I have kept foster teens and remain close to the first one and have numerous other teen "groupies" that hang around. I even have 3 "grandkids" that are 3,4 and 1 month...its great fun to be a granny!
But they still have to go home to their biological families and I don't get to spend holidays with them...sometimes I just so hate living here by myself. I can't have foster kids right now because I don't make enough money - yes, they pay you some but not nearly enough,
I haven't the slightest idea why I can't get married. When I was younger, true, I was a wild child and made bad choices, but even the good guys have rejected me. I spent the last 3 1/2 years with a wonderful man who now tells me he just can't get married again. I am so furious!!! I might be married to someone else already if he hadn't been such a______(fill in favorite nasty adjective).

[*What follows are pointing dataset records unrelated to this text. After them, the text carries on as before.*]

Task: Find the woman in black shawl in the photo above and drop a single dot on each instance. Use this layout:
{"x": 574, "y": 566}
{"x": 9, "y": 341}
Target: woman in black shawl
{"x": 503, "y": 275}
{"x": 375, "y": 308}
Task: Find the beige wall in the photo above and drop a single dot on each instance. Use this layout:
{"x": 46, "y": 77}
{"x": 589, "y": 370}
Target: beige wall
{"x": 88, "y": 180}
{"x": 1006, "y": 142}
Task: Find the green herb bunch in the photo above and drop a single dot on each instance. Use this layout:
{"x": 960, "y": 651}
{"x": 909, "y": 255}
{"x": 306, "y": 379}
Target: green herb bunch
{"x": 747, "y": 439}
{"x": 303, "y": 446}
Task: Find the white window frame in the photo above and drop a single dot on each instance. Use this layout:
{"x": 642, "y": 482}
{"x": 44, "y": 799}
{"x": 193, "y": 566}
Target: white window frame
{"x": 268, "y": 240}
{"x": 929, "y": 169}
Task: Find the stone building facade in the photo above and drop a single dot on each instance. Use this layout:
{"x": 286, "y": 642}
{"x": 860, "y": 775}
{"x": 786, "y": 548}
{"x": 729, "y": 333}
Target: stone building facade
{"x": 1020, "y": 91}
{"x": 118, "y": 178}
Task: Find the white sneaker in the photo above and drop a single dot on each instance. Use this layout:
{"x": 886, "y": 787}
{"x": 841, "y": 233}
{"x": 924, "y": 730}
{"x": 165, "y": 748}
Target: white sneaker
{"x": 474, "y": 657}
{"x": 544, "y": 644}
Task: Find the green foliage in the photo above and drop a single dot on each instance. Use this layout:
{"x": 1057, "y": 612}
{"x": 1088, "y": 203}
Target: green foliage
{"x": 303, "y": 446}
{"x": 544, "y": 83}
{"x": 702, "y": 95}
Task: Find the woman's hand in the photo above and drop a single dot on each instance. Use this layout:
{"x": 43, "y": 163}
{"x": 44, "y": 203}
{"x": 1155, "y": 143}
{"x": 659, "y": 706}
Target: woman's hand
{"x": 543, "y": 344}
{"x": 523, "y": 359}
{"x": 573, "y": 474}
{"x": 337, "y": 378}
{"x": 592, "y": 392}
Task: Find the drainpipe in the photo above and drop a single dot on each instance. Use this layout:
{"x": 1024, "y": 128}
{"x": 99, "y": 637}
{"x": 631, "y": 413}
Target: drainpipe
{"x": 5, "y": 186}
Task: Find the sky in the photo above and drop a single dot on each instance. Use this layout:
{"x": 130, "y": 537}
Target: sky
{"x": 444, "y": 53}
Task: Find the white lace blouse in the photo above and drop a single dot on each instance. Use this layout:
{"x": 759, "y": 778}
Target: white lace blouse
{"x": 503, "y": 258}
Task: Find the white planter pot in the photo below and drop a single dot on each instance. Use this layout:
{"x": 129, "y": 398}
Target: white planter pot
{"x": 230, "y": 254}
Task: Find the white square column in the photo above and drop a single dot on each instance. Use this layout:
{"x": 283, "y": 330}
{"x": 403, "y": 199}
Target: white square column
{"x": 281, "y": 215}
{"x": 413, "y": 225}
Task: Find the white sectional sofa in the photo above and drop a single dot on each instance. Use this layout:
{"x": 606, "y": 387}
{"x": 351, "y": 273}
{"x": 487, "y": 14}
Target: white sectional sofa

I feel so alone and rejected. I never had a good relationship with my sister or parents because they felt the need to put me down all the time. I always had tons of great friends, but as I've gotten older they've all gotten married and had kids and forgotten me (so it seems). I do believe in God and try to be faithful, but when it seems like you've been denied so much its hard to be grateful for what you do have. Sometimes the kids and the pets aren't enough.
If you are under 40 and reading this = don't be silly enough to think your out of time!!! I wasted much time on the wrong men when I was young. And more time feeling depressed about it. Get rid of jack***es and find something else!
And if you are over 40, write and commiserate.